Crash signature (v1):

Crash signature (v2):

Description

Below here is the error log from an unexpectedly doomed OSD:

2015-09-07 11:10:35.989338 7fba19fb1700  0 osd.10 183299 prepare_to_stop starting shutdown
2015-09-07 11:10:35.991902 7fba19fb1700 -1 common/Mutex.cc: In function 'void Mutex::Lock(bool)' thread 7fba19fb1700 time 2015-09-07 11:10:35.989362
common/Mutex.cc: 95: FAILED assert(r == 0)

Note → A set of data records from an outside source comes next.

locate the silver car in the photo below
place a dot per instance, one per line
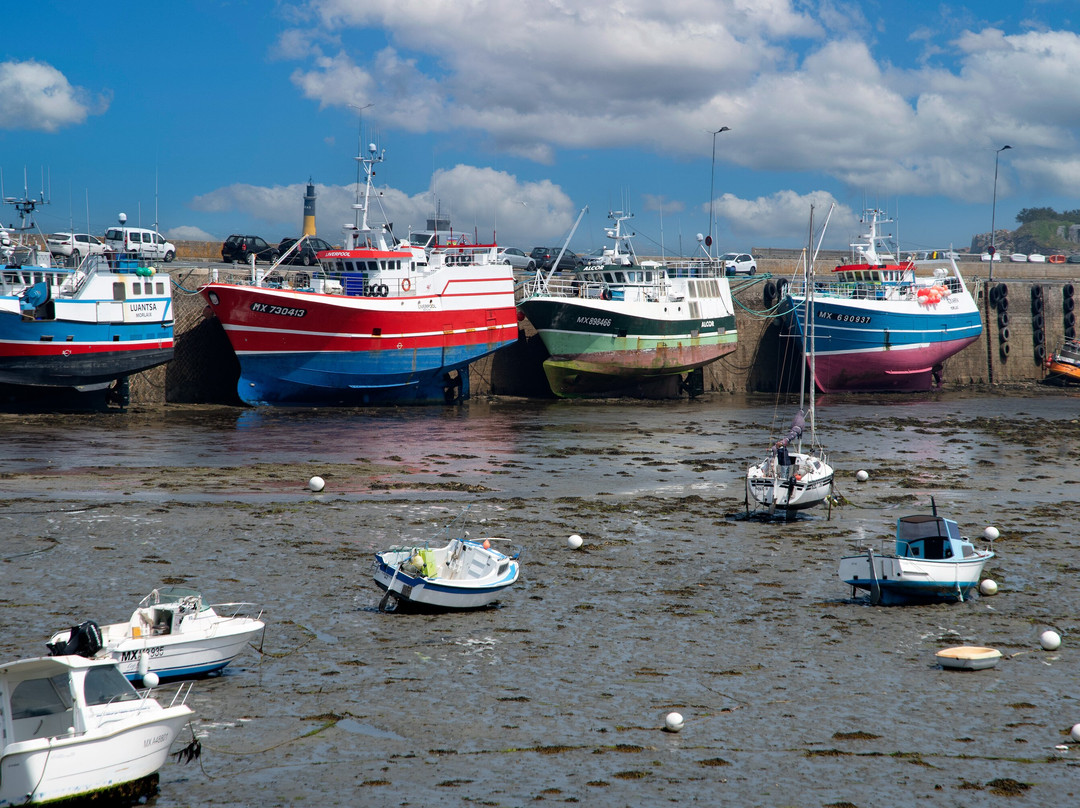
(516, 258)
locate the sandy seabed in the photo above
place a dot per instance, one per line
(794, 692)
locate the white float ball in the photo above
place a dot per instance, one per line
(1051, 641)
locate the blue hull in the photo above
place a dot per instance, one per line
(360, 377)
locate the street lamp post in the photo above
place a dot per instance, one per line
(994, 255)
(712, 183)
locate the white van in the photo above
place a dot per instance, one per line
(139, 242)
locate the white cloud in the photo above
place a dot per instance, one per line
(480, 201)
(188, 232)
(39, 97)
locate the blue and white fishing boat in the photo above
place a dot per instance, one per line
(882, 324)
(82, 326)
(466, 574)
(931, 562)
(172, 633)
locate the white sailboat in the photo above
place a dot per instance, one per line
(795, 480)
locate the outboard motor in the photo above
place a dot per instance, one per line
(84, 641)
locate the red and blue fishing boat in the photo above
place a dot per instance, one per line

 ceph version 0.87.2 (87a7cec9ab11c677de2ab23a7668a77d2f5b955e)
 1: (ceph::__ceph_assert_fail(char const*, char const*, int, char const*)+0xa4) [0xbacb54]
 2: (Mutex::Lock(bool)+0x105) [0xb5b9e5]
 3: (OSD::shutdown()+0x7f) [0x671c4f]
 4: (OSD::handle_osd_map(MOSDMap*)+0x19d2) [0x6aa4b2]
 5: (OSD::_dispatch(Message*)+0x41b) [0x6ac38b]
 6: (OSD::ms_dispatch(Message*)+0x267) [0x6ac8a7]
 7: (DispatchQueue::entry()+0x62a) [0xc53eaa]
 8: (DispatchQueue::DispatchThread::entry()+0xd) [0xb88b4d]
 9: (()+0x7df3) [0x7fba2c355df3]
 10: (clone()+0x6d) [0x7fba2ae3854d]
 NOTE: a copy of the executable, or `objdump -rdS <executable>` is needed to interpret this.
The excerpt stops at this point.